27. The method of paragraph 26, wherein
the protein fragment encoded by the N-terminal fragment of the pac gene comprises an amino acid sequence identified by amino acids 1-63 of SEQ ID NO: 2, and the protein fragment encoded by the C-terminal fragment of the pac gene comprises an amino acid sequence identified by amino acids 64-199 of SEQ ID NO: 2;
the protein fragment encoded by the N-terminal fragment of the pac gene comprises an amino acid sequence identified by amino acids 1-119 of SEQ ID NO: 2, and the protein fragment encoded by the C-terminal fragment of the pac gene comprises an amino acid sequence identified by amino acids 120-199 of SEQ ID NO: 2;
the protein fragment encoded by the N-terminal fragment of the pac gene comprises an amino acid sequence identified by amino acids 1-100 of SEQ ID NO: 2, and the protein fragment encoded by the C-terminal fragment of the pac gene comprises an amino acid sequence identified by amino acids 101-199 of SEQ ID NO: 2.

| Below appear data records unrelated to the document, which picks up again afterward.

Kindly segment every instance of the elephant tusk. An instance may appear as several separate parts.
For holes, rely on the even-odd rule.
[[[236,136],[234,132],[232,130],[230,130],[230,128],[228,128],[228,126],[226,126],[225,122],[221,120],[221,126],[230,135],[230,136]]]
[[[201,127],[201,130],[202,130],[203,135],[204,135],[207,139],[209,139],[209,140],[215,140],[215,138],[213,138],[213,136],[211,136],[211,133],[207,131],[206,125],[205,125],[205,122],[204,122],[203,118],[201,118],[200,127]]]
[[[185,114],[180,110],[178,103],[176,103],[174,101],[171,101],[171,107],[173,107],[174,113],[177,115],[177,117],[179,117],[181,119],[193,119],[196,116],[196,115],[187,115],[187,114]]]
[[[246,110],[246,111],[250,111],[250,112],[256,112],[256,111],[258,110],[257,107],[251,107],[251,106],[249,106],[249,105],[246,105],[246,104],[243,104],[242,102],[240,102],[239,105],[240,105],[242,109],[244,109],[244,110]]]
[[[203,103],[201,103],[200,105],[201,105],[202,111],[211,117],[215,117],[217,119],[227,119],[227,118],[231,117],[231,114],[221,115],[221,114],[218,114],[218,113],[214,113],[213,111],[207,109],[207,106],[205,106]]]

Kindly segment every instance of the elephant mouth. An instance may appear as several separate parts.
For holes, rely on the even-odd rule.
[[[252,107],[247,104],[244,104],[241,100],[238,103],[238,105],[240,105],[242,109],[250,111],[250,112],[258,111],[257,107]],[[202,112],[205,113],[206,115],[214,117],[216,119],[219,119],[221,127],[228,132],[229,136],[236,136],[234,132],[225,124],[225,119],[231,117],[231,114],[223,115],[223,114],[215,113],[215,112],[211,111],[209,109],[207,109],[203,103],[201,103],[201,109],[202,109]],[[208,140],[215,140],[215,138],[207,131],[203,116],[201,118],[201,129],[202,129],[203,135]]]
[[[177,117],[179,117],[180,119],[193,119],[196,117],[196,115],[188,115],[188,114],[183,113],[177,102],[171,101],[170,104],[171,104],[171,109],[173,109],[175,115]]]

28. The method of paragraph 26 or 27, wherein
the N-terminal fragment of the intein is identified by SEQ ID NO:16, and the C-terminal fragment of the intein is identified by SEQ ID NO:17;
the N-terminal fragment of the intein is identified by SEQ ID NO:7, and the C-terminal fragment of the intein is identified by SEQ ID NO:8; or
the N-terminal fragment of the intein is identified by SEQ ID NO:18 or SEQ ID NO:9, and the C-terminal fragment of the intein is identified by SEQ ID NO:19 or SEQ ID NO:10.
29. A method comprising delivering to eukaryotic cells
(a) a first vector comprising (i) a N-terminal fragment of a neo gene, which is upstream from a nucleotide sequence encoding an N-terminal fragment of an intein and (ii) a first molecule of interest; and
(b) a second vector comprising (ii) a nucleotide sequence encoding a C-terminal fragment of the intein, which is upstream from a C-terminal fragment of the neo gene and (ii) a second molecule of interest,
wherein the N-terminal fragment and the C-terminal fragment of the intein catalyze joining of a protein fragment encoded by the N-terminal fragment of the neo gene to a protein fragment encoded by the C-terminal fragment of the neo gene to produce full-length aminoglycoside 3′-phosphotransferase.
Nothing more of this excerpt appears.